What does the typical perpetrator look like? When we think of fraud, we assume the people committing fraud are top executives with significant power and decision making abilities. While this is where the higher losses are seen, only 18.9% of frauds in this study were at the owner/executive level. According to the ACFE, approximately 40.9% of perpetrators were employees, and 36.8% were at the manager level.
As for gender and age, the study found that 69% of perpetrators were male, 31% female, which is consistent with reports from prior years. In addition, 55% of perpetrators were between the ages of 31 and 45. The study also found that most occupational fraud is committed by first-time offenders. Only 5.2% of perpetrators had previously been convicted of fraud-related offenses.

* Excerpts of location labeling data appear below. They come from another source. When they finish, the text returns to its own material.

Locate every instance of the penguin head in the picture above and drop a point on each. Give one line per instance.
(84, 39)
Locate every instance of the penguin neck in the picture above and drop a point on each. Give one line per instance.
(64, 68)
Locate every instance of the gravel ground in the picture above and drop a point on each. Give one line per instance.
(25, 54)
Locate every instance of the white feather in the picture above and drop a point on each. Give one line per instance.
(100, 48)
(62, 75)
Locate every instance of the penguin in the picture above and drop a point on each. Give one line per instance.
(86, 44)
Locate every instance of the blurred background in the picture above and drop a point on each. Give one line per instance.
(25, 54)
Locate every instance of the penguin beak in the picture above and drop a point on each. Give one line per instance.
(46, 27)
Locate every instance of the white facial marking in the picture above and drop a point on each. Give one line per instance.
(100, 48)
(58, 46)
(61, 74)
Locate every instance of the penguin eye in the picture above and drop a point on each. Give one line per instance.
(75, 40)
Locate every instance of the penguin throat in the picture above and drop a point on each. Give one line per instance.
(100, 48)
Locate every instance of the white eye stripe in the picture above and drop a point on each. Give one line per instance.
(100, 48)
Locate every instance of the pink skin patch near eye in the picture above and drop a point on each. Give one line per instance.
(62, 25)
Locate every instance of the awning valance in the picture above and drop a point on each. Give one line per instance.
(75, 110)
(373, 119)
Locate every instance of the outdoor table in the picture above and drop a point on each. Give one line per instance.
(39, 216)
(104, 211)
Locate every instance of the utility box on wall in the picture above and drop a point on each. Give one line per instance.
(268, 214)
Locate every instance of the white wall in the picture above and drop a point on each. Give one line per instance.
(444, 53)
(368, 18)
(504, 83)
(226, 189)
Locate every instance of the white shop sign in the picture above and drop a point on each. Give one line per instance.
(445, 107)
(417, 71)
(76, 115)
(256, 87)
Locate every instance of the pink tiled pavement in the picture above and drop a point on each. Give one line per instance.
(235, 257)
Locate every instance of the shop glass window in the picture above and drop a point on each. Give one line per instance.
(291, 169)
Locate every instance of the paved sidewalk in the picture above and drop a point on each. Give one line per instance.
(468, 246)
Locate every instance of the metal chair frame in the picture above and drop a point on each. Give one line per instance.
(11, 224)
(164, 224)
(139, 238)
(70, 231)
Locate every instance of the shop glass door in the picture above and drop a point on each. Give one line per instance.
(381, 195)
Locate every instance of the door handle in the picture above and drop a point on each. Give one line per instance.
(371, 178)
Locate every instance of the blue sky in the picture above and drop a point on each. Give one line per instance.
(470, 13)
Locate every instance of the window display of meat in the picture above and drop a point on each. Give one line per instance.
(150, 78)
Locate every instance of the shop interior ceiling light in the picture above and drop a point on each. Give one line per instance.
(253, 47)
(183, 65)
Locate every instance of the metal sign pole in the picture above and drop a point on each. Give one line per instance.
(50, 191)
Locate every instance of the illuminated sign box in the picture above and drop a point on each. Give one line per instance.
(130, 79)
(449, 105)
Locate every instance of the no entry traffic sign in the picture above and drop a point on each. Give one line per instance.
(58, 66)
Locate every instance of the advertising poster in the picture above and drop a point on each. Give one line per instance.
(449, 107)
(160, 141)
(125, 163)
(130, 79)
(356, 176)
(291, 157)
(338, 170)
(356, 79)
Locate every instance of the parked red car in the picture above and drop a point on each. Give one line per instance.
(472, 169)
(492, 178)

What are some warning signs?
There are several behavioral traits that perpetrators exhibit which can serve as a red flag for fraud. The following are the most common red flags to look out for:
- Someone living beyond their means
- Personal financial difficulties
- Close relationships with customers/vendors
- Excessive control issues
- Recent divorce or family issues
- Refusal to take vacationsAt least one of these traits was seen during 78.9% of the fraud cases reported to the ACFE.
How to Mitigate Risk
According to the ACFE, the most prominent organizational weakness that contributed to the frauds was a lack of internal controls, noted in 29.3% of cases, followed by an override of existing controls, which contributed to over 20% of the frauds perpetrated. Most businesses tend to take a corrective approach to fraud. Once fraud occurs, they implement controls to prevent it from happening again. Why not be proactive in protecting your business and have controls in place from the beginning?
This should start with the tone at the top. Management should ensure that the business and its employees encourage ethical conduct. If those in charge don’t make honesty and integrity a priority, why would anyone else?
It’s also important to provide employees with anti-fraud training. Explain to employees what constitutes fraud, and the financial impact fraud has on the Company. Make certain that employees know there is a zero-tolerance policy for fraud.
There should also be some sort of reporting mechanism in place for employees to anonymously report suspected wrongdoing. All employees should be aware of how to report, and feel comfortable doing so without fear of retaliation.
The business should also have basic anti-fraud controls in place for day to day operations. These will assist in preventing someone from having too much control, allowing them the opportunity to potentially commit fraud. The following are a lost of a few common internal controls:
- Use of authorizations
- Physical safeguards
- Job rotations
- Mandatory vacations
A Company should regularly monitor and reassess their risks of fraud and modify controls if needed.
There is no way to eliminate fraud. As we’ve seen, perpetrators continue to embrace new technology and devise new variations on schemes. Even with the strongest internal controls, a business is still at risk. Businesses must continue to assess their risks and ensure their internal controls are in place and working.